神学者のラインホルド・ニーバーは、こう言いました。

変えることのできるものについて、それを変えるだけの勇気を与えたまえ。変えることのできないものについては、それを受けいれるだけの冷静さを与えたまえ。そして、変えることのできるものと、変えることのできないものとを見分ける知恵を与えたまえ。

それはまぁ確かにニーバーの言う通りだと思うのですけどね。これを「私」に適用するとしたら、まず「私」を「知る」ことから始めなければいけない訳です。知らなければ、変えるも受け入れるもありませんから。では、どうやったら自分を知ることができるのか?

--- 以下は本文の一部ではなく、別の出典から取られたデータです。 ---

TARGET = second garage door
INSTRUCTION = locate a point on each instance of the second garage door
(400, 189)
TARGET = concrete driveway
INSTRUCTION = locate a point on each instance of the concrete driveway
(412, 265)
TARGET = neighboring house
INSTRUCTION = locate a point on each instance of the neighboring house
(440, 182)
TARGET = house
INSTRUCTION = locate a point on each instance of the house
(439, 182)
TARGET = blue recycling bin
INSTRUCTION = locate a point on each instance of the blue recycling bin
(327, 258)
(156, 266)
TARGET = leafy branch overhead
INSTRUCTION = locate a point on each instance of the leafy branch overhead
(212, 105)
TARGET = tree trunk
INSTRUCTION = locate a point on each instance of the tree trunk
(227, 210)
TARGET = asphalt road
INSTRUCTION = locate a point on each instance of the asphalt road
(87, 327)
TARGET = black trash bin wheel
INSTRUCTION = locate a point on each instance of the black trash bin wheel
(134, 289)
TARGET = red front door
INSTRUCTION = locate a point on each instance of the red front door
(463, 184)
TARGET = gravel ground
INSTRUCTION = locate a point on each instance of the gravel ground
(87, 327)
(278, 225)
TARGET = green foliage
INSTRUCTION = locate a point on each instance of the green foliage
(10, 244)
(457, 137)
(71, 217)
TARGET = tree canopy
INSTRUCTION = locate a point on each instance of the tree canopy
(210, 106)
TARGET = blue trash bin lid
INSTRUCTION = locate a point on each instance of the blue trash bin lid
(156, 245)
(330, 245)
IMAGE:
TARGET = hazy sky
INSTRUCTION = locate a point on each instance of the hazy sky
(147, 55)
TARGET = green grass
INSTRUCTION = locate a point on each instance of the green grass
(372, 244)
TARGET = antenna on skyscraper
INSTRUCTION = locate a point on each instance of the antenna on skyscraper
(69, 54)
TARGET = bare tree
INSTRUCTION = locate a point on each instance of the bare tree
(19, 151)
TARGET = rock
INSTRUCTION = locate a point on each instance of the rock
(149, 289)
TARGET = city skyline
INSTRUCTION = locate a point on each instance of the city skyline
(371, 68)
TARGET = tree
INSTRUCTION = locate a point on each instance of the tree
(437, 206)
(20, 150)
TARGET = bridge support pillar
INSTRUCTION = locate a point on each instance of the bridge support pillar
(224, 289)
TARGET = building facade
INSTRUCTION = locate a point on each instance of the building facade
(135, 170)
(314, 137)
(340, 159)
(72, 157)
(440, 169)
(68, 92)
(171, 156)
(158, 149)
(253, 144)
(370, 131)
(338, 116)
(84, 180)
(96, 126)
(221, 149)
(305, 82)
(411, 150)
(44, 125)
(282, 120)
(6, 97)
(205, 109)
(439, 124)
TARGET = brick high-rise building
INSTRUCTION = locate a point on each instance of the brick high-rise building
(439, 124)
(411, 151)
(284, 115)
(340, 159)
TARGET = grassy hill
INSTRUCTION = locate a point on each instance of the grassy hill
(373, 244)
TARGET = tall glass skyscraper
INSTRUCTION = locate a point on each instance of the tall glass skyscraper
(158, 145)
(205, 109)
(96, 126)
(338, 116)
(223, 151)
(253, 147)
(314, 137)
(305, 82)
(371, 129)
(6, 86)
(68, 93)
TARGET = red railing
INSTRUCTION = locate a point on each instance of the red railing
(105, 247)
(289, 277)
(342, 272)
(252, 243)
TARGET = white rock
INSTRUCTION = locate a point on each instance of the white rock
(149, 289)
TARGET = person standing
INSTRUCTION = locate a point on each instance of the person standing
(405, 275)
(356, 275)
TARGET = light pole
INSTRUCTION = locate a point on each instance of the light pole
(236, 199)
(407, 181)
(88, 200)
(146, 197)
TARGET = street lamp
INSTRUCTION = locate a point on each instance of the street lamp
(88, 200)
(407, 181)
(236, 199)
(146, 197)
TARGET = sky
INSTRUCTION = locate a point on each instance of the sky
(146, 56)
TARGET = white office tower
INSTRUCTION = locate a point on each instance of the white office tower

それは、NYメンタルケアサロンでカウンセリングを受けることです!ジャーン!


そういう感じでコマーシャルのような文章が書ければいいのかもしれませんけど、私にはそういうことはできません。したくない…そう言ってもいいかもしれません。こういう方法もありますよとか、こういう研究がありますよとかを文章にして、自分のささやかな経験から感じた取ったことを書き添える。それが私の文章のスタイルだからです。書く内容は文体に規定されることがほとんどですから、私が誰だかはっきりと分からなくても、少なくともこの文体は「私」の一部を表している。

なぜ、そのような文体になったのか?恥ずかしがりだからなのかもしれません。この文体が美しいと思い込んでいるからかもしれない。そうなると「美」というものを、それがどのような「美」であれ優先させることを重要だと考えていることになるでしょう。以下ずっと続きます。

自分を知るということは、きっとそういうことだと思うのです。

ああ、「私」のコアが見つかった。そういう日はおそらく来ない。触れることのない「私」の周囲を、まるで臆病な衛星のようにぐるぐると回り続ける他ないのかもしれない。

一般的に「性格」と呼ばれているものは、何かに対する反応のことを指すそうです。目の前で誰かが転んでしまう。素通りするのか、赤の他人でも手を差し伸べて立たせてあげるのか…その反応の傾向が蓄積された結果として、私たちは「あの人はこういう人だよね」と判断している。判断した結果として、信じていい人かどうか類推している。だから「誰か」そのものに触れている訳ではないのです。

「私」とは第一の他人だという言葉がありますけど、こと「私」に関しては、私自身も他の誰かも、それを観察する立ち位置は同じなのかもしれないですね。